Obviously, there are cases in which counter-majoritarian institutions are good and justified — the First Amendment, for example, protects freedom of speech and religion against majorities that can quite easily turn against them. One of the most difficult questions in political philosophy, endlessly debated in academic journals, is how societies should navigate between the democratic principle that majorities rule and the liberal principle that certain rights may never be permissibly violated.
But the tradition Lee is operating out of goes further than that. It casts doubt on the most basic democratic principle: that the people who win the public’s support should rightly govern. It takes such an extreme position on what should be out of bounds that it can be used to argue that Democrats being able to implement their policy agenda is itself a form of tyranny.

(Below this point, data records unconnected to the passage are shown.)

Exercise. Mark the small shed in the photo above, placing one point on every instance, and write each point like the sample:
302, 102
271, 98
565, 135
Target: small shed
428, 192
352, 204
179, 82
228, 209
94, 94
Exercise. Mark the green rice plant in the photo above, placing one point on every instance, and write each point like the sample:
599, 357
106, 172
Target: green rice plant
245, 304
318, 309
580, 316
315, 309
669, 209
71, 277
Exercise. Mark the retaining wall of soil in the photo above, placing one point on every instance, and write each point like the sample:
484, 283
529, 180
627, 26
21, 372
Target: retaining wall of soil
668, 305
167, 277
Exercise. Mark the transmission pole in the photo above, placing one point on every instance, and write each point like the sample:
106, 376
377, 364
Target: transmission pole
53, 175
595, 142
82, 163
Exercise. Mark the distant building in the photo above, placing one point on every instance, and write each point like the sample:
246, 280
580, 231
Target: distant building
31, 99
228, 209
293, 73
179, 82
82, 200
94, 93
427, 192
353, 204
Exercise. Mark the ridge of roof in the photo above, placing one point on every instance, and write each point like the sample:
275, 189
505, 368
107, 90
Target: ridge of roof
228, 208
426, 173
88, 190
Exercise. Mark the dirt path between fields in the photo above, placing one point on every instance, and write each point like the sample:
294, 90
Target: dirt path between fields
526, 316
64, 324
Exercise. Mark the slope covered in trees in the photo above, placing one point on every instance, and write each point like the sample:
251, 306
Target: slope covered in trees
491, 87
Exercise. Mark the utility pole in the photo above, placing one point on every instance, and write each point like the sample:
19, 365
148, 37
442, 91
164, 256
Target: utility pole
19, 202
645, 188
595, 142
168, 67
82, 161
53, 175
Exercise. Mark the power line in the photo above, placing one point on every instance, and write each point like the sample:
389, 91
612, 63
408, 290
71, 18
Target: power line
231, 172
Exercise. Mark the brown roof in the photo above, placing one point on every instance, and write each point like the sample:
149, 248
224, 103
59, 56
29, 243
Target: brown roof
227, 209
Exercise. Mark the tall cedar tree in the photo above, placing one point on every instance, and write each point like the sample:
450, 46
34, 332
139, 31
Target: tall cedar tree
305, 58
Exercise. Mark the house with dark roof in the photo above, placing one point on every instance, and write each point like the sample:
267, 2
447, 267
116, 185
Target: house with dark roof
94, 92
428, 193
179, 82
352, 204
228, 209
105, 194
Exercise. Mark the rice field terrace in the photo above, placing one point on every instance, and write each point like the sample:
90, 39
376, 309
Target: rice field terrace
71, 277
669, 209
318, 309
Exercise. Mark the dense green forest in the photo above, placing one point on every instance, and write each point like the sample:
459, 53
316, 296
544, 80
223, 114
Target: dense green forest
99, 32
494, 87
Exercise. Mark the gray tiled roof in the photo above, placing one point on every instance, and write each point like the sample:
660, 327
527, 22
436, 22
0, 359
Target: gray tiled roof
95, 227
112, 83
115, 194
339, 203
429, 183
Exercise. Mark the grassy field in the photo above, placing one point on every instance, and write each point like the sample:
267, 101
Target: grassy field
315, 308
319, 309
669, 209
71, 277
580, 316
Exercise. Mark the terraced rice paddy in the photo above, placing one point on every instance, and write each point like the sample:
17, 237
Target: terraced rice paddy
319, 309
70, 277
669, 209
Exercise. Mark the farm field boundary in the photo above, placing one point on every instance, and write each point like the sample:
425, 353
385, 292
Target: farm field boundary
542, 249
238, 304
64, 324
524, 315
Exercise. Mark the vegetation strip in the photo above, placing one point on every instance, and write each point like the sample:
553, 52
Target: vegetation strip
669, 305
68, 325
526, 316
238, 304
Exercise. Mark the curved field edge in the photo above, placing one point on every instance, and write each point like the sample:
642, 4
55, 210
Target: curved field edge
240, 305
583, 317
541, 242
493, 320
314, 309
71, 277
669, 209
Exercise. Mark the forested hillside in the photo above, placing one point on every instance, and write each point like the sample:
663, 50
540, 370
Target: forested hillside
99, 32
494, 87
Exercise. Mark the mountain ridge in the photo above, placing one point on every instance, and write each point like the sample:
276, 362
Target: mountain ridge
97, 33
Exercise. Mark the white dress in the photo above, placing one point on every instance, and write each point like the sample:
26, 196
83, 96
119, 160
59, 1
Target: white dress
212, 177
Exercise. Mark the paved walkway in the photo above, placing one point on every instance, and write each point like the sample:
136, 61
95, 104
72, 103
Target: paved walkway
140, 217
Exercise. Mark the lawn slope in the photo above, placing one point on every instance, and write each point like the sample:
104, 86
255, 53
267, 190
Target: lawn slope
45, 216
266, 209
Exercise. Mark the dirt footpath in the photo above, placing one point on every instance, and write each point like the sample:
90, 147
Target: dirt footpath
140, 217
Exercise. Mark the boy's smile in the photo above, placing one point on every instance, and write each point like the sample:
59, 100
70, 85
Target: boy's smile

“As early as the late 1980s/early 1990s, Pat Buchanan is spearheading a sharper suspicion of democracy that would become increasingly influential on the right,” Hemmer says. “It comes and goes — obviously, the neocons liked the rhetoric of democracy — but it’s pretty clear that the GOP has come to embrace minoritarian and anti-democratic politics.”
In the context of the 2020 election, the anti-democratic strain embodied by Lee’s rhetoric takes on particularly serious significance.
President Trump has been clear that he believes any Biden win will be fraudulent; he has refused to commit to accepting the results of the election or even agreeing to a peaceful transition of power. The Republican Party as a whole has largely aided and abetted this approach, most notably by insisting on the fiction of massive voter fraud and enacting policies at the state level that make it harder for Democratic-leaning constituencies to vote.
The idea that majority rule is intrinsically oppressive is necessarily an embrace of anti-democracy: an argument that an enlightened few, meaning Republican supporters, should be able to make decisions for the rest of us. If the election is close, and Trump makes a serious play to steal it, Lee’s “we’re not a democracy” argument provides a ready-made justification for tactics that amount to a kind of legal coup.